Although the monarch butterfly (Danaus plexippus) can be found in many parts of the world, only the North American species makes the remarkable annual en masse migration from as far as Canada to spend winter in Mexico.

What prompts the Monarch butterfly to undertake the arduous 5,900 mile round-trip journey in swarms of millions lies on its genetics, findings of a new study suggest.

Marcus Kronforst, from the University of Chicago, and colleagues sequenced the genome of 101 butterflies from different parts of the globe including migratory and non-migratory monarchs as well as butterfly species that are closely related. They also compared the genetic blueprint of the monarchs that migrate and those that do not and discovered that one gene stood out from hundreds of other genes associated with the butterfly's muscle, development and neural functions, the collagen IV alpha-1.

Not all Monarch butterflies are built to migrate and travel long distances, the researchers found, and it turned out that this ability boils down to the collagen IV alpha-1, which plays an essential role in flight muscle function and formation. The gene helps form collagen, a protein found in the connective tissues of animals, and reduces the energy expenditures in the muscles of the butterflies that travel long distances.

"Migration is regarded as a complex behavior, but every time that the butterflies have lost migration, they change in exactly the same way, in this one gene involved in flight muscle efficiency," Kronforst explained. "In populations that have lost migration, efficiency goes down, suggesting there is a benefit to flying fast and hard when they don't need to migrate."
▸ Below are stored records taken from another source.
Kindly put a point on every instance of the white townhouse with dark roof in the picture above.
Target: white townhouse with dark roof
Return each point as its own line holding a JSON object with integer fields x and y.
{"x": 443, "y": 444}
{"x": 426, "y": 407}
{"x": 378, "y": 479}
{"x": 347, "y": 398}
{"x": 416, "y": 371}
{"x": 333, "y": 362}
Kronforst and colleagues likewise found that the migratory monarchs use less oxygen and have lower flight metabolic rates than those that do not migrate and this likely boost their capability for long distance flights.

"We find the strongest signatures of selection associated with migration centre on flight muscle function, resulting in greater flight efficiency among migratory monarchs," the researchers wrote in their study, which was published in the journal Nature on Oct. 1.

Although monarch butterflies, which have wingspans that measure about 4 inches and are distinctly known for their iconic black and orange wings, are not in danger of extinction, there are concerns that their phenomenal migration is at risk. Environmentalists said that severe weather poses problems to the migratory butterflies for the last two years and that deforestation is destroying their overwintering habitat.